What message do we want to convey to the public? Confucius and many ancient Chinese philosophers uphold filial piety as the most important of all virtues - the idea seems to be that we can more or less derive conclusions about a person's moral character by examining how he treats his own parents. A person who treats his parents with love and respect is essentially still a good person, even if he may have many other glaring flaws. A Chinese idiom also goes: “老吾老以及人之老,幼吾幼以及人之幼。” It means that we should have compassion for and take care of the young and the elderly in our community, even if they are not related to us by blood. Warnock's suggestion is blatantly contrary to this communal spirit - it promotes downright selfish and aborrent behaviour, and thinks that it can be justified by calculating the society's utility units.

5:29 PM  
Blogger Valentine Cawley said...

Hi Miao,

I am sure that Baroness Warnock hasn't considered the wider implications of her suggested policy. Her world is that of dystopian horror stories. It is the most terrible of worlds. It would be a reign of terrible tyranny and many, many kinds of people would vanish from the world. Once such a process has begun, it is hard to stop: a "socially beneficial" reason can always be found to get rid of yet another class of people. It would end the world as we know it.

Another way to look at it is to ask: is this the way to thank those who brought us into the world and raised us as children: to execute them when they fall ill?
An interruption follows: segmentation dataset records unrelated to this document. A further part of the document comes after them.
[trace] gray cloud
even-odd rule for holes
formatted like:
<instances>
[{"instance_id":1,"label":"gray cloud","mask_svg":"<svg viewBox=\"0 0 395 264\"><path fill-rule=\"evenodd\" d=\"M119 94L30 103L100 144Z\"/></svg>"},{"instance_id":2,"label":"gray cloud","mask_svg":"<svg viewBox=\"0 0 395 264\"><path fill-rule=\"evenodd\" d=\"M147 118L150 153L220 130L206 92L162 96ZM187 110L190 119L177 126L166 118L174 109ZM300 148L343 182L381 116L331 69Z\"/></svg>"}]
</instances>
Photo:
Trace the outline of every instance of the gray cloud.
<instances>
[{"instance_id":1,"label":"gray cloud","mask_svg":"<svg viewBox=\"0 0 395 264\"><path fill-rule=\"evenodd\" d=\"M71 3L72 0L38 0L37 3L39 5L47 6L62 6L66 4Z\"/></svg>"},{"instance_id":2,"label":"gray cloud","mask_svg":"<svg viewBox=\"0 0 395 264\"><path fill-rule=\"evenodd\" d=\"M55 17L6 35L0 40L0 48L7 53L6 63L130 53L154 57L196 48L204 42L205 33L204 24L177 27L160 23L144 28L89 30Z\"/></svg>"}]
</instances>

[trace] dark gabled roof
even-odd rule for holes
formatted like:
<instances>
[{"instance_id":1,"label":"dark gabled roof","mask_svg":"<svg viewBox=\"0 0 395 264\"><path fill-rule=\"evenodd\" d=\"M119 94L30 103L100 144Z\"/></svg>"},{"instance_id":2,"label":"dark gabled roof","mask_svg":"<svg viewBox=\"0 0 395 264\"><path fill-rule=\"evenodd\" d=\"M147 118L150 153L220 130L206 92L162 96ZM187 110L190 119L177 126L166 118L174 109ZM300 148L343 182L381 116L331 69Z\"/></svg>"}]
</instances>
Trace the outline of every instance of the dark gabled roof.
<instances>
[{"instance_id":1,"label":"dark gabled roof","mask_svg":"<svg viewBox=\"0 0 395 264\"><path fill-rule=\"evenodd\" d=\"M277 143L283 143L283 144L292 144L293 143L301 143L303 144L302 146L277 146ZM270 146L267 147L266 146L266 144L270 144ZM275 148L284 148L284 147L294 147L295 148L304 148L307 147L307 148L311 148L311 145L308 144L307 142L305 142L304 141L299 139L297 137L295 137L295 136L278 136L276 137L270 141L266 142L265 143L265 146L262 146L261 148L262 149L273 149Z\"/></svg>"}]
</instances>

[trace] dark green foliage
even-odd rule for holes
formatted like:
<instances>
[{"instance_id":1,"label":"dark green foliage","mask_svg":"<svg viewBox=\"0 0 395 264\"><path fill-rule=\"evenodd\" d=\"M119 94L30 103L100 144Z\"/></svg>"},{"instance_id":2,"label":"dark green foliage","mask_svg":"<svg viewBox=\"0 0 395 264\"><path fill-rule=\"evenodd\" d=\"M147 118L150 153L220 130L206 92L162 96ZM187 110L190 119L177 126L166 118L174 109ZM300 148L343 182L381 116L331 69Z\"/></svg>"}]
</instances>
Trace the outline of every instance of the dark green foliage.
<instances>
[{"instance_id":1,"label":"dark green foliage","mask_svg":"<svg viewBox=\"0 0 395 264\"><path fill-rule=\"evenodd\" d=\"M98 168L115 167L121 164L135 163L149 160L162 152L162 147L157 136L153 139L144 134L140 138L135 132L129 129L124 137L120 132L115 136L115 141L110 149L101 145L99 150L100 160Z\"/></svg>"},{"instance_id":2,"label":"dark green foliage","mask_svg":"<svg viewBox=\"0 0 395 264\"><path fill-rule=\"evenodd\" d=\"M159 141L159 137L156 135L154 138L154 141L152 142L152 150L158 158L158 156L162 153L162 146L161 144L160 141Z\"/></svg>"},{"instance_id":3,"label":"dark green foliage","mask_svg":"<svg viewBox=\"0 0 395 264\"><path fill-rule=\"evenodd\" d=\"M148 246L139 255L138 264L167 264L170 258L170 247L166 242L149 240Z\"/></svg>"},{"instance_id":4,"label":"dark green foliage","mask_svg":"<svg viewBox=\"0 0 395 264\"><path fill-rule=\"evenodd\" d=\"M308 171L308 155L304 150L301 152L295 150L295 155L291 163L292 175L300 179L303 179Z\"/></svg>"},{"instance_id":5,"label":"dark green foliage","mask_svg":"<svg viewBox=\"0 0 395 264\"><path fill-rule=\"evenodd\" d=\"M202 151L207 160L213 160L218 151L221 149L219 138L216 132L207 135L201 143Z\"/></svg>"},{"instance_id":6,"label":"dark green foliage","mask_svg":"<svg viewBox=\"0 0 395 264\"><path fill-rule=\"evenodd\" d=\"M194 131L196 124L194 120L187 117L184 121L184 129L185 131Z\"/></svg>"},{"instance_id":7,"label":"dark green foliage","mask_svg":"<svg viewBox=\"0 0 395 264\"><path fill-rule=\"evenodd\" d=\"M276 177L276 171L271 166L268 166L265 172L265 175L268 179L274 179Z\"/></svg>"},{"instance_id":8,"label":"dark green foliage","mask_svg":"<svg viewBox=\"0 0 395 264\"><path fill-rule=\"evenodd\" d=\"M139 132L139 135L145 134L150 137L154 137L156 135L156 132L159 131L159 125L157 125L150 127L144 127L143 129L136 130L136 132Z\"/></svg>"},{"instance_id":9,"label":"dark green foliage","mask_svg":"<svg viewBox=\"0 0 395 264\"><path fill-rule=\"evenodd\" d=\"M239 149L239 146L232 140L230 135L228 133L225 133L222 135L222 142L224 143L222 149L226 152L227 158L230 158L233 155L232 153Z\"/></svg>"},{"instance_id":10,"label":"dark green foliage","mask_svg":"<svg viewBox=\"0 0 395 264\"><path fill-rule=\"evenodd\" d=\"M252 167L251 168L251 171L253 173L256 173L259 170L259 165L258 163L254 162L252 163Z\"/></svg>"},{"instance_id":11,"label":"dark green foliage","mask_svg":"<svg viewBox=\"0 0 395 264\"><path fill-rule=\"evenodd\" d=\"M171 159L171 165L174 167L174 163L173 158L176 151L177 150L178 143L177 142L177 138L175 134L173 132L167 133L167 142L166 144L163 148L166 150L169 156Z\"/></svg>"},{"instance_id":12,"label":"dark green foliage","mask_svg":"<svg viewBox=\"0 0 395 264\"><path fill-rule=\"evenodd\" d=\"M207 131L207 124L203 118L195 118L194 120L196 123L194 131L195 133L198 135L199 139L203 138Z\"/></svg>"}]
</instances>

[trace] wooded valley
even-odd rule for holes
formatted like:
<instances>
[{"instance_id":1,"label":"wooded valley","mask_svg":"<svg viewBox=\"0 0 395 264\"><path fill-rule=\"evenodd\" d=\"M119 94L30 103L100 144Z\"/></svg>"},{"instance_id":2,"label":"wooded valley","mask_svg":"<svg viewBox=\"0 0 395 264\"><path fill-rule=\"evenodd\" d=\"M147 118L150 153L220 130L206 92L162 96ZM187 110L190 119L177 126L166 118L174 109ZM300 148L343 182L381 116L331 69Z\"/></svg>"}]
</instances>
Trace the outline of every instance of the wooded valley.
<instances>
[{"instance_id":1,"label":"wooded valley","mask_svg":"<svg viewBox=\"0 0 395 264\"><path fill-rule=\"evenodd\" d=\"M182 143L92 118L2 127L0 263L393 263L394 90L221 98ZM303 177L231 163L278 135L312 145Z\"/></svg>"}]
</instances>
Appalling.

I dearly hope that she is not listened to or taken seriously. Her views were published in a Church magazine - so it wasn't an offhand remark - but a response given in an interview in which she argued for her position.

Take care, Miao.

7:28 PM  
Blogger Miao said...

"Her views were published in a Church magazine..."

I certainly hope this doesn't mean that the church actually endorses her views!

7:50 PM  
Blogger Valentine Cawley said...

Hi Miao,

I would hope not too...normally a publication is the vehicle for an opinion but not necessarily the holder of it. However, the question is: why did the Church give a voice to such an EVIL viewpoint? Strange. One would have thought that they would have said: "We are not having those views here, thank you." Apparently, they were suckered by her reputation as an "ethical adviser" (two spellings possible by the way: adviser and advisor...both acceptable!)to the British government.

Best wishes.

8:26 PM  
Anonymous Anonymous said...

"She has previously been recorded as saying that old people, who did not want to become a burden, should be helped to die. Now, she wants people to be licensed to do just that: go around killing old people."

It's so sad when old people think this way, when they just wait to die at some institution because they think they're a "burden". Heck no. They should go out and live. I wish, I wish, I wish I could tell my grandma this...

There was a study, a sort of comparision done between two old men. One was a very active gentleman, an architect, who was still designing buildings in his 80s. His mental condition at that time was obviously much higher than than of Warnock's. The other gentleman lived in an old folks' home, lived aimlessly and generally just waited to die. His mental condition was not so good, his mind was a like a scummy pond. Stifling, not life-inducing. The man who never chose retirement for his mind was obviously the happier man.

People slow their lives down when they age... but they should never stop, never allow life to be stagnant. It's so painful to die this way, it's just horrible. Instead of encouraging old people to submit themselves to death, we should be encouraging them to do things that would encourage them to receive death without regrets when it does come, naturally. And we should never let them think that they are a 'burden'.